Hello there, this is Charlie a dog taken out of an abusive situation. He is 12 months in the picture. Sorry for the stack, we were lucky enough to get him to stand still at all! The dog will be fixed soon, but I want to learn more about structure and what judges/breeders/ect are looking for for GSDs. I am clearly not a confirmation person, just working. This is something I am totally interested in. Structure improves physical performance! Thanks in advance!


----------



## SilentDobe (Jun 8, 2009)

His left ear was also crushed from clearly growing up in a kennel that was medium (cocker spaniel) size.


----------



## Veronica1 (Jun 22, 2010)

He's beautiful!

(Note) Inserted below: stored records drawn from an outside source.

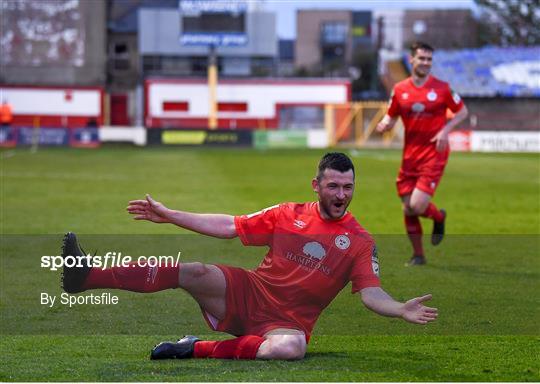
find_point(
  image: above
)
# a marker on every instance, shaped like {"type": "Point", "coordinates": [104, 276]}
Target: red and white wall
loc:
{"type": "Point", "coordinates": [250, 103]}
{"type": "Point", "coordinates": [54, 106]}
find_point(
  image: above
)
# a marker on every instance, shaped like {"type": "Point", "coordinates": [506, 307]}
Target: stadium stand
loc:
{"type": "Point", "coordinates": [490, 71]}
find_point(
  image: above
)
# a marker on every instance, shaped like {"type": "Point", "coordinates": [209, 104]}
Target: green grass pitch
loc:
{"type": "Point", "coordinates": [485, 276]}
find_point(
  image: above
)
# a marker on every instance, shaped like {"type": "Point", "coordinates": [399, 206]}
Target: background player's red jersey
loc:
{"type": "Point", "coordinates": [310, 259]}
{"type": "Point", "coordinates": [423, 111]}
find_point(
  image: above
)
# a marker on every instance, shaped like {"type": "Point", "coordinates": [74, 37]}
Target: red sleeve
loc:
{"type": "Point", "coordinates": [365, 270]}
{"type": "Point", "coordinates": [257, 228]}
{"type": "Point", "coordinates": [453, 101]}
{"type": "Point", "coordinates": [393, 108]}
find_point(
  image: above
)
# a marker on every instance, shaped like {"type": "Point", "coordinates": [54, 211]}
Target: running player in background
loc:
{"type": "Point", "coordinates": [422, 101]}
{"type": "Point", "coordinates": [314, 250]}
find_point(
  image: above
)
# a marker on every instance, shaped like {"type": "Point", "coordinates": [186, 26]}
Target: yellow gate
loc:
{"type": "Point", "coordinates": [353, 124]}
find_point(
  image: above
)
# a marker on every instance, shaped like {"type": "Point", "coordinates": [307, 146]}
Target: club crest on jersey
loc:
{"type": "Point", "coordinates": [456, 97]}
{"type": "Point", "coordinates": [375, 261]}
{"type": "Point", "coordinates": [314, 250]}
{"type": "Point", "coordinates": [342, 242]}
{"type": "Point", "coordinates": [299, 224]}
{"type": "Point", "coordinates": [418, 107]}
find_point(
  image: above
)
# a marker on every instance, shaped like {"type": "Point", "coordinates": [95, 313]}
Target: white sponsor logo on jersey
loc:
{"type": "Point", "coordinates": [342, 242]}
{"type": "Point", "coordinates": [261, 211]}
{"type": "Point", "coordinates": [299, 224]}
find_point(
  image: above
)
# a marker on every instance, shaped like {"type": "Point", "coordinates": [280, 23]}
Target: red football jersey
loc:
{"type": "Point", "coordinates": [423, 111]}
{"type": "Point", "coordinates": [310, 259]}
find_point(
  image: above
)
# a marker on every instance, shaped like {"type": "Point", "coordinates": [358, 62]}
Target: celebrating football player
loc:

Kudos for making his life so much more than it could have been.


----------



## SilentDobe (Jun 8, 2009)

Thank you. He is scheduled to go to a Skilled Companion home for a little girl with disabilities. He is a perfect temperamental match for this. Just needs some training!


----------



## SilentDobe (Jun 8, 2009)

No one on a critique?


----------



## Cluemanti (Jun 25, 2010)

I wouldn't be much help with showing but there is tons of information on the subject in past threads. If you can't get what you want here I would try a search.


----------



## lhczth (Apr 5, 2000)

He has a very nice masculine head and a gentle expression. He has flat withers and is a bit roached over the loin which isn't helped by the fact that he isn't stacked.  Very good angulation front and rear. 

Sounds like he will be going to a great home.


----------



## SilentDobe (Jun 8, 2009)

Thanks so much! I love to hear these things, good and bad. The home backed out on him, but no worries, we'll find him a good one. I see you are holding a trial soon at your club?


----------



## lhczth (Apr 5, 2000)

Yes, we are hosting the regionals. A bit scary compared to a regular trial.


----------



## SilentDobe (Jun 8, 2009)

Hope it's a nice turnout (given that it is regionals it should be, lol)


----------



## GsdLoverr729 (Jun 20, 2010)

Gorgeous. Or should I say handsome? He's definitely got a strong, masculine face. I love his eyes.


----------